Purpose: The “at risk” 402H variant of complement factor H (Cfh) increases the risk of AMD up to 7-fold. On the other hand, oxidative stress appears to play an important role in the pathogenesis of AMD. In this project we explore the role of the 402H Cfh variant in the response of the RPE and retina to both chronic and acute oxidative stress.

Methods: We have previously described the generation of a Cfh transgenic mouse model, based on a chimeric transgene consisting of human Cfh SCR6-8 flanked by mouse Cfh SCR1-5 and SCR9-20 (under the ApoE promoter). We have crossed these CfhTg mice to mice deficient in mouse Cfh. In this work we exposed the resulting CfhTg/mCfhKO mice and age-matched C57BL/6J (B6) controls to one model of acute oxidative stress (subretinal injection of H2O2), and three models of chronic oxidative stress (aging to 2 years, immunization with carboxyethyl pyrrole-adducted mouse serum albumin or “CEP”, and hydroquinone supplementation in the diet). We then measured several parameters including: RPE cell damage, accumulation of basal laminar deposits, accumulation of subretinal microglia, phenotype of the subretinal microglia, C3d deposition in Bruch’s membrane, and malondialdehyde (MDA) levels in the retina using ELISA.

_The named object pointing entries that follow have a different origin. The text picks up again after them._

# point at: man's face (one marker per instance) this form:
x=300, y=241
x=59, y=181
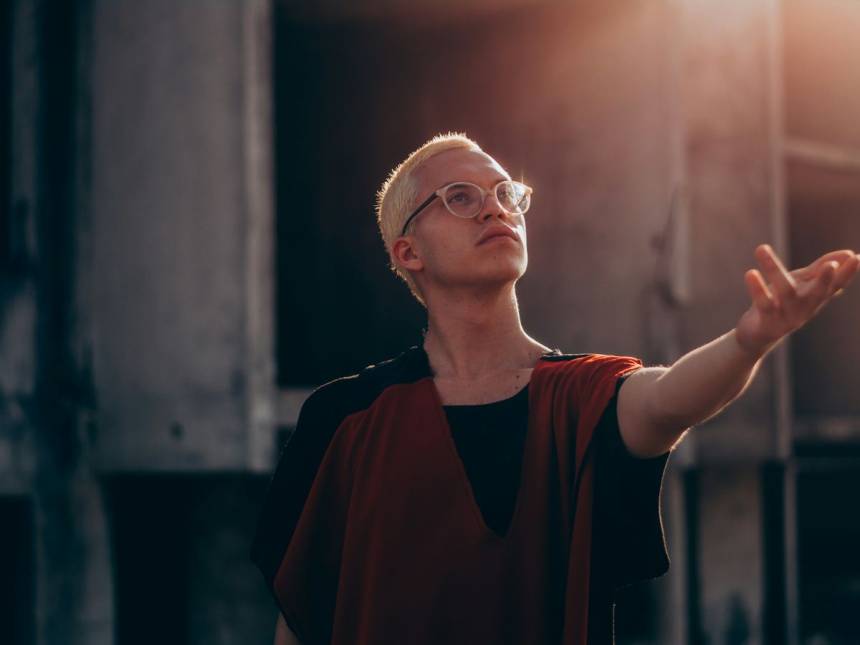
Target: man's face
x=447, y=251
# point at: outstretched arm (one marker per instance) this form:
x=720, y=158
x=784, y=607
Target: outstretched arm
x=657, y=405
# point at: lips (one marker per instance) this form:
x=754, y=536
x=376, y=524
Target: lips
x=496, y=231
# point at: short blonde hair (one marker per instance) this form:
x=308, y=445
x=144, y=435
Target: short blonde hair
x=399, y=195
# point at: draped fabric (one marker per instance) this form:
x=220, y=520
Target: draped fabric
x=369, y=532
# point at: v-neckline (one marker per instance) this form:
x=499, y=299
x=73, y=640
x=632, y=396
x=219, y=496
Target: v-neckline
x=451, y=448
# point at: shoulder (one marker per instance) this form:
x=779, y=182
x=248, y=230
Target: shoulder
x=591, y=367
x=344, y=395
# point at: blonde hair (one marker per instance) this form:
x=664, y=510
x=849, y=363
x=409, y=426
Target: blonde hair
x=399, y=195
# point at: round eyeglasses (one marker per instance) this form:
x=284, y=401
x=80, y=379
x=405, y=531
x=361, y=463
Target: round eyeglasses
x=465, y=199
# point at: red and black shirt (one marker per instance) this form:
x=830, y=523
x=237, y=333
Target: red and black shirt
x=394, y=519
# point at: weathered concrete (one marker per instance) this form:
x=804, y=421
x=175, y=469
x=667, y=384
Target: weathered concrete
x=174, y=336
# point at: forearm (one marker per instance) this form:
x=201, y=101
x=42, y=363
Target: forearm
x=702, y=382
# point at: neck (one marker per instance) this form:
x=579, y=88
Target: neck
x=469, y=339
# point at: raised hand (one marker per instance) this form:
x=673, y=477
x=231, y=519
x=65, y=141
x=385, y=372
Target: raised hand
x=789, y=299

Results: CfhTg/mCfhKO mice developed increased accumulation of basal laminar deposits at 2 years of age compared to controls. Also, immunization with CEP-adducted mouse serum albumin led to increased basal laminar deposits in CfhTg/mCfhKO mice. Addition of 0.8% hydroquinone to the diet, led to a dramatic increase in the accumulation of subretinal microglia, and an increase in the deposition of C3d in Bruch’s membrane in CfhTg mice compared to B6 controls. Also, subretinal injection of H2O2 led to increased RPE damage in CfhTg/mCfhKO mice. There was an increased accumulation of subretinal Iba-1+ microglia, including CD16+ cells, and MDA+ cells in aging CfhTg/mCfhKO mice. Finally, there was a significant increase in the level of MDA in the retina of CfhTg/mCfhKO mice compared to B6.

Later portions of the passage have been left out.